Откровенность Бруно — еще одно доказательство нашей дружбы. Бруно научился быть откровенным. Вернее, он может теперь быть откровенным, если захочет. Но хочет он этого не слишком часто. Бруно мальчик неразговорчивый и зря языком болтать не будет. Он не станет шушукаться, изливать мне свою душу, доверять секреты, подобно многим девчонкам, которые доставляют этим огромную радость своим матерям. Он, видимо, наделен от природы даром хранить тайны. Некоторые из них запрятаны у него глубоко, словно костный мозг, и их невозможно извлечь, не распилив кость. Чаще всего его тайны открываются мне в коротеньких восклицаниях или несуразных вопросах. Для него не существует табу, он не знает, что такое ложный стыд. Он вдруг начинает выгрызать у себя блох. И уж если он за это принимается, значит, они ему действительно досаждают.
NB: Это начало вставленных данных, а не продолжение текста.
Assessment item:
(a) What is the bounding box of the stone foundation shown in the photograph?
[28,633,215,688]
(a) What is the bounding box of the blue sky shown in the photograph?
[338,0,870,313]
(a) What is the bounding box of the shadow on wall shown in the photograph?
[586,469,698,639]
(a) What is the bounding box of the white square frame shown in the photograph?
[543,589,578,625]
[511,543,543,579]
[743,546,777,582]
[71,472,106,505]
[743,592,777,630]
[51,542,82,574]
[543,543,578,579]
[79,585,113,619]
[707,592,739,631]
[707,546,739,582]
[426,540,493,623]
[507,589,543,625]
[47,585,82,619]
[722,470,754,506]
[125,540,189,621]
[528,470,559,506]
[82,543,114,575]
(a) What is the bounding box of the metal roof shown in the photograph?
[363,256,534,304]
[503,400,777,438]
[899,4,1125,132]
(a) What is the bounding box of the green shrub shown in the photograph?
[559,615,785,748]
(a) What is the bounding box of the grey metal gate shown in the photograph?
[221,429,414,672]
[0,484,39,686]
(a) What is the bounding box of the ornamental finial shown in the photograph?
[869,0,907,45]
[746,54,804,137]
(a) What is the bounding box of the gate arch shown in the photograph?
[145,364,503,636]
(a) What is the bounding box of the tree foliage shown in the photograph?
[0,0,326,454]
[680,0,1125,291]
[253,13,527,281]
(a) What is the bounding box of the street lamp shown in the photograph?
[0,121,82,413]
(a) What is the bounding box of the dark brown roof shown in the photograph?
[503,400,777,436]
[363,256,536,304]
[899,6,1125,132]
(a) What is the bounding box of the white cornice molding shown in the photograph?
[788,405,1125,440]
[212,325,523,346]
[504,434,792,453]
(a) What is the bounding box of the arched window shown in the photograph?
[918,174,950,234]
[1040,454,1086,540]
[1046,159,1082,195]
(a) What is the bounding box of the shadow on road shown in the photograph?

Ну вот хотя бы такая сцена. Весь взъерошенный — нервничая, он взлохматил себе волосы, — Бруно выбегает из химического кабинета. Хватает учебник, судорожно листает его, наконец находит нужную страницу.

— Нет, вы видели такого дурака! — восклицает он.

Это, конечно, относится к нему самому, потому что о другом он, как и все, сказал бы что-нибудь посильнее. И он продолжает, не щадя себя, с той откровенностью, которой так не хватает мне, когда я занимаюсь самокритикой:

— Не мог бы ты вложить в меня побольше памяти?.. Опять я засыпался с этими валентностями. Зато можешь не волноваться — в институте меня учить не придется.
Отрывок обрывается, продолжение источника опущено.